In Denver, book buyer Cathy Langer of the Tattered Cover Book Store has her eye on Wyoming writers whose books hold particular appeal for the Colorado region. Mark Spragg’s “Bone Fire” (March, Knopf) deals with difficult life in the modern West, and Laura Bell’s “Claiming Ground” (March, Knopf) tells the author’s unconventional story of soul-searching through sheepherding. “[Claiming Ground] is a very interesting story about a woman who took great risks and lived a difficult but fulfilling life,” says Langer. “Very wonderful, fabulous writing.”

David Kynaston’s 2009 book “Family Britain, 1951-1957,” sequel to “Austerity Britain, 1945-1951” (2008), pops up on the reading list of Terry Teachout, author of “Pops: A Life of Louis Armstrong.”

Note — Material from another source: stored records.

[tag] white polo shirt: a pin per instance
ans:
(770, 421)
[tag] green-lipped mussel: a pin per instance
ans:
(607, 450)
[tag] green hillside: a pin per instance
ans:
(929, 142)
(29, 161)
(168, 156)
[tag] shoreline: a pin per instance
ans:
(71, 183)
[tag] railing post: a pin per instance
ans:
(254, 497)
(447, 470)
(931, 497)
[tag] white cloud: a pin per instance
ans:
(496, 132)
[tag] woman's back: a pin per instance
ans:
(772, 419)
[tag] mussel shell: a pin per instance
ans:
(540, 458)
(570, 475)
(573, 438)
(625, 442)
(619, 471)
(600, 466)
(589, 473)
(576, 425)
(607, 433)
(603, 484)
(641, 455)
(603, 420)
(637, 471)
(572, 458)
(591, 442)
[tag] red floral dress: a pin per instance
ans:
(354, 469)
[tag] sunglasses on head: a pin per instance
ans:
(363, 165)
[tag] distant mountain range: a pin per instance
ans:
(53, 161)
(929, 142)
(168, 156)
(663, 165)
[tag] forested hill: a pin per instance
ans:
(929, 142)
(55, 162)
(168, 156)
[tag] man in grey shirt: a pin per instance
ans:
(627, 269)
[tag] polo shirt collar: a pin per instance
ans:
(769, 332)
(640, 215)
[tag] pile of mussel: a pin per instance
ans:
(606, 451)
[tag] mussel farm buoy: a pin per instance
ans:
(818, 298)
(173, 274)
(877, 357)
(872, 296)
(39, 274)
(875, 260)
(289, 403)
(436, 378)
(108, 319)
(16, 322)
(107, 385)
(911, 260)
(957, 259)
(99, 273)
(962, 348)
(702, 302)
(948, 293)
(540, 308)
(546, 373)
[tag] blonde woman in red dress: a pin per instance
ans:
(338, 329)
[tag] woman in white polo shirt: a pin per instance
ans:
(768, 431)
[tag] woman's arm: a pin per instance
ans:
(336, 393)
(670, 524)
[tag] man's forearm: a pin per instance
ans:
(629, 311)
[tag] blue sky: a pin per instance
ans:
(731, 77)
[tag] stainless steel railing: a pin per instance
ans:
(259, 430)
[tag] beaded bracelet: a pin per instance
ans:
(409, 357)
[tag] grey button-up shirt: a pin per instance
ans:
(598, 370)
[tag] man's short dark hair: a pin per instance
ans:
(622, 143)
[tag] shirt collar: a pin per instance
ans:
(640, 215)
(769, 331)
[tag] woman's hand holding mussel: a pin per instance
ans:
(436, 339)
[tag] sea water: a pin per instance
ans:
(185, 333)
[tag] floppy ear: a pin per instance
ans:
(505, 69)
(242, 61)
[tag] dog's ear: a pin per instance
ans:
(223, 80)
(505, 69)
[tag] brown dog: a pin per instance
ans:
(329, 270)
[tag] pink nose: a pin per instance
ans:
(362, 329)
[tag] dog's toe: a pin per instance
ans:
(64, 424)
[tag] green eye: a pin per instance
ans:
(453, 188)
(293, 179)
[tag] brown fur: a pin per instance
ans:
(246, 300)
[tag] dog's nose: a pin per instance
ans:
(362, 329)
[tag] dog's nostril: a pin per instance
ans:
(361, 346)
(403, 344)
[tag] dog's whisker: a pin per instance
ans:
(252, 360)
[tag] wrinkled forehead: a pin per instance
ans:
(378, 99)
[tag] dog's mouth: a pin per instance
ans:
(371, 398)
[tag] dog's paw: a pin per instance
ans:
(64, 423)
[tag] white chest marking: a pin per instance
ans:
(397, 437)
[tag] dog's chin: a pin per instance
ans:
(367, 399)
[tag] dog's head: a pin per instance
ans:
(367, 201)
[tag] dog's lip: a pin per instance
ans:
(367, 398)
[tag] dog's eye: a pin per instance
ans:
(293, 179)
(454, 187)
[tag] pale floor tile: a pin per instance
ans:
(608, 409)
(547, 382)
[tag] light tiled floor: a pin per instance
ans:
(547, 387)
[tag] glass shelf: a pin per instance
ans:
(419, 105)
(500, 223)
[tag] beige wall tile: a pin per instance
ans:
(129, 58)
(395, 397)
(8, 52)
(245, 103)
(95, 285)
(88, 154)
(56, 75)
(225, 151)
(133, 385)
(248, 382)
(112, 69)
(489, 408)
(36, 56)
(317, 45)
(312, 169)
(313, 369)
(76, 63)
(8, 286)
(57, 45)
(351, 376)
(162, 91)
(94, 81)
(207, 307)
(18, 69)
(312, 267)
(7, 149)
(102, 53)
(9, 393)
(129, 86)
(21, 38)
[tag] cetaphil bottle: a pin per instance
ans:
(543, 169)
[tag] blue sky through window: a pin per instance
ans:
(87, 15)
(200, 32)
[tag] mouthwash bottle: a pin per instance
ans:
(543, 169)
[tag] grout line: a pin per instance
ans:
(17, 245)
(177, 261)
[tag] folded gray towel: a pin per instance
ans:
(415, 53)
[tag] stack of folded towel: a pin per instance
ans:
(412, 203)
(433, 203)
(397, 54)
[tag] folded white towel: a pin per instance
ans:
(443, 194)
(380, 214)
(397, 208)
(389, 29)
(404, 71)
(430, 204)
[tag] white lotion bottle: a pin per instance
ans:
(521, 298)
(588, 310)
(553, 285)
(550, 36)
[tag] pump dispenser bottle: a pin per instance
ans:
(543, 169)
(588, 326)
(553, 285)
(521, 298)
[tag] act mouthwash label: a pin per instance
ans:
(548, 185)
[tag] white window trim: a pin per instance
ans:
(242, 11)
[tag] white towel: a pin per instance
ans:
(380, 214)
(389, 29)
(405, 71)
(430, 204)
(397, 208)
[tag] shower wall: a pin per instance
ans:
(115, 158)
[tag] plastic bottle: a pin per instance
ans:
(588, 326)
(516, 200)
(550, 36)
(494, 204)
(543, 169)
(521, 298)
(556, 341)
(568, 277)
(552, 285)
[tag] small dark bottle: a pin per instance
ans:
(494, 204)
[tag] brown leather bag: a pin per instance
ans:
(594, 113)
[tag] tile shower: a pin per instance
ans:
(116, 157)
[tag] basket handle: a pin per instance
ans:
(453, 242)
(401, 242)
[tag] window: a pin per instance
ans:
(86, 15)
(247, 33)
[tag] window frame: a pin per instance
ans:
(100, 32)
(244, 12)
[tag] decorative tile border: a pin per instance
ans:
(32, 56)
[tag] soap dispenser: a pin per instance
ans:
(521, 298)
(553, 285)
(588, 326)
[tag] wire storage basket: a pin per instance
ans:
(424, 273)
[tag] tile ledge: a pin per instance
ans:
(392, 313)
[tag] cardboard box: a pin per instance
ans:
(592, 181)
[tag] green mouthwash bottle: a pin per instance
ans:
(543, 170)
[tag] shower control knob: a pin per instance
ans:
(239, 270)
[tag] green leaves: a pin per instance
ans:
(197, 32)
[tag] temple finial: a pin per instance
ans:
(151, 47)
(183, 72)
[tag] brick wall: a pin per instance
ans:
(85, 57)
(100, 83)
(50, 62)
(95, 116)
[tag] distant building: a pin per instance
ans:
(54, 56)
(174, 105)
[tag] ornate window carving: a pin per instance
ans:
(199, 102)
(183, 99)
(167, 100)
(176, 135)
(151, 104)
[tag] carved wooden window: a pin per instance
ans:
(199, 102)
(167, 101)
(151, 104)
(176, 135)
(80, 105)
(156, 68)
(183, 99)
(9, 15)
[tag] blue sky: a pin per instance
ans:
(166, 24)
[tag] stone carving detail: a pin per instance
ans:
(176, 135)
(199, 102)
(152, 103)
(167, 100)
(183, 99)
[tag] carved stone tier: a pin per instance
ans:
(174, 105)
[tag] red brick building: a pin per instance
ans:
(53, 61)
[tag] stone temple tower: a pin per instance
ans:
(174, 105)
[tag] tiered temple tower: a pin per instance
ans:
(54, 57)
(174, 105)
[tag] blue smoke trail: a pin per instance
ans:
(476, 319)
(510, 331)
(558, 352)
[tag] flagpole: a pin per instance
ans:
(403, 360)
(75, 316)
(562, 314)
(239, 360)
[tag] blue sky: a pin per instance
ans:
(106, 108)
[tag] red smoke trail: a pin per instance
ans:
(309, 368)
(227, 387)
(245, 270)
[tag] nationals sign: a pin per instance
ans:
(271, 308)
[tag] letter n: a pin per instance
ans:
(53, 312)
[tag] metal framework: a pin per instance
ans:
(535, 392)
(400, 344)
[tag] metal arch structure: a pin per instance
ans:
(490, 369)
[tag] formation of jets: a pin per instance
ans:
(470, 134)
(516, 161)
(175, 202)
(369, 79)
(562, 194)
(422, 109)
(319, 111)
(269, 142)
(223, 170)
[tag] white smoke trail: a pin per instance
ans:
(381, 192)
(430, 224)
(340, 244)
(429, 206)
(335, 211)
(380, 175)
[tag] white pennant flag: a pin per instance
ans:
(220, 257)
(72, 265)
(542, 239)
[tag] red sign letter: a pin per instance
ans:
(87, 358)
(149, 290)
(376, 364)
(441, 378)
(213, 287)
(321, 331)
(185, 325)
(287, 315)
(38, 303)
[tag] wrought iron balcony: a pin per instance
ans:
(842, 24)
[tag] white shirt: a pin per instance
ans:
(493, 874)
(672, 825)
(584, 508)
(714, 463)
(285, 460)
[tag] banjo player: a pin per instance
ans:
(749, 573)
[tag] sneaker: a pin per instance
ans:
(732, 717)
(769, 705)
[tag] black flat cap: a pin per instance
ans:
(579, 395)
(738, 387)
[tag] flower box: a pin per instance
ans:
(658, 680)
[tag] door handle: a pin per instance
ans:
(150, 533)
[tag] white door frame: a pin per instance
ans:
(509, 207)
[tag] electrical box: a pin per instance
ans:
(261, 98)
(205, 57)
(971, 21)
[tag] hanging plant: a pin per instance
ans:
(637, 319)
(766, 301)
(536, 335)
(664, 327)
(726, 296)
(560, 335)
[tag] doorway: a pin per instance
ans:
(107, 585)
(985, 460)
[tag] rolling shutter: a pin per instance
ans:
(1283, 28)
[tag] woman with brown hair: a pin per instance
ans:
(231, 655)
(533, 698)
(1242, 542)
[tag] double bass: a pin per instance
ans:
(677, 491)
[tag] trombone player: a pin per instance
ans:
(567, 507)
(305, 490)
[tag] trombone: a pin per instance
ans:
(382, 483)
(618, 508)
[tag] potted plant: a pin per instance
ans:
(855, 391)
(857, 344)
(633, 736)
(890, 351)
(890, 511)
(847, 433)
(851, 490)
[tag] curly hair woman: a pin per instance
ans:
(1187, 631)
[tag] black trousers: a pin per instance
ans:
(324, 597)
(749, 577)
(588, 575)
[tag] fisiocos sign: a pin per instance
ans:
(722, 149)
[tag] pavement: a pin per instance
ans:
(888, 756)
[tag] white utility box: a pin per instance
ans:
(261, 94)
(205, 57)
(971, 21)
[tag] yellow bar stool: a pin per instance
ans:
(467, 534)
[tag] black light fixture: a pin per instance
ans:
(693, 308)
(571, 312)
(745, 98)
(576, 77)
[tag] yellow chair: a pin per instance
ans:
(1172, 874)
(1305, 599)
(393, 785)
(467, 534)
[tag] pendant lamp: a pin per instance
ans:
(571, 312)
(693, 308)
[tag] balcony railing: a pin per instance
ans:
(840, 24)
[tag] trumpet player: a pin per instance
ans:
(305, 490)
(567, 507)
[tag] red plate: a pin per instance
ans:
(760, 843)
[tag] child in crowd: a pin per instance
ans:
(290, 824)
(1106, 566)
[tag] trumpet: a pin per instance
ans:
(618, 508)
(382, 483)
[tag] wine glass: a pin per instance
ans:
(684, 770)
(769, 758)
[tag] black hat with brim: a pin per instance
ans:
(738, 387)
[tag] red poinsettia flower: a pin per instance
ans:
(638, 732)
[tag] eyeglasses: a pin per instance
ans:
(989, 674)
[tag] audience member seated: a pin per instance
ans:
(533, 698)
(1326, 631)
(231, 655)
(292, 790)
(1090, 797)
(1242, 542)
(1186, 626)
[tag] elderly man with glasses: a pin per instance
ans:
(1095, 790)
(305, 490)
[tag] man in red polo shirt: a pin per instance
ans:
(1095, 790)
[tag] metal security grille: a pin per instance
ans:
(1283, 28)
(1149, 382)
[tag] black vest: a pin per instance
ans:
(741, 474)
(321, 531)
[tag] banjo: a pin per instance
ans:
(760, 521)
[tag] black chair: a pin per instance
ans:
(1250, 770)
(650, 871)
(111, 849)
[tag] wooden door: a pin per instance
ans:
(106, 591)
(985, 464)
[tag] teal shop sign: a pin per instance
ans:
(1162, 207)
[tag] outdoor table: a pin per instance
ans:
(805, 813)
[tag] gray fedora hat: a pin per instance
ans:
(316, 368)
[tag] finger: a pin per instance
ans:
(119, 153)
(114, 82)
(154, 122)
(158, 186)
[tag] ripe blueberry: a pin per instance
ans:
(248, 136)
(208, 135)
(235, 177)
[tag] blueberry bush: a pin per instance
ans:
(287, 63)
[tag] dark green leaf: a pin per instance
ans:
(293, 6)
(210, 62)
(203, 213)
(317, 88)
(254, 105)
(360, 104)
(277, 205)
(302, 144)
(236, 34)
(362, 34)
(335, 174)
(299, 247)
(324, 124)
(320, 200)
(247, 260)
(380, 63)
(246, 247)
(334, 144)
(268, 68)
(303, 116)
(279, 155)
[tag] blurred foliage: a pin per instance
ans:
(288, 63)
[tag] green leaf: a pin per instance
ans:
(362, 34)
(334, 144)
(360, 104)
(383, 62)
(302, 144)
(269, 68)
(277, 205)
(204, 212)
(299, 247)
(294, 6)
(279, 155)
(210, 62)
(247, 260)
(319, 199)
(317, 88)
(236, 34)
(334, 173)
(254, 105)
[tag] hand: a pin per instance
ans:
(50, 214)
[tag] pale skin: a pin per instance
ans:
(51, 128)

Teachout says he’s also interested in Selina Hastings’s biography, “The Secret Lives of Somerset Maugham” (May, Random House), which he calls a “highbrow tell-all about the scandalous private life” of the “Of Human Bondage” author.

And in tune with his own work, Teachout is looking forward to Ricky Riccardi’s “What a Wonderful World: The Magic of Louis Armstrong’s Later Years” (May, Pantheon). “This promises to be one of the most significant books yet written about the greatest jazz musician who ever lived,” says Teachout.
Katie Ward is an intern at the Monitor.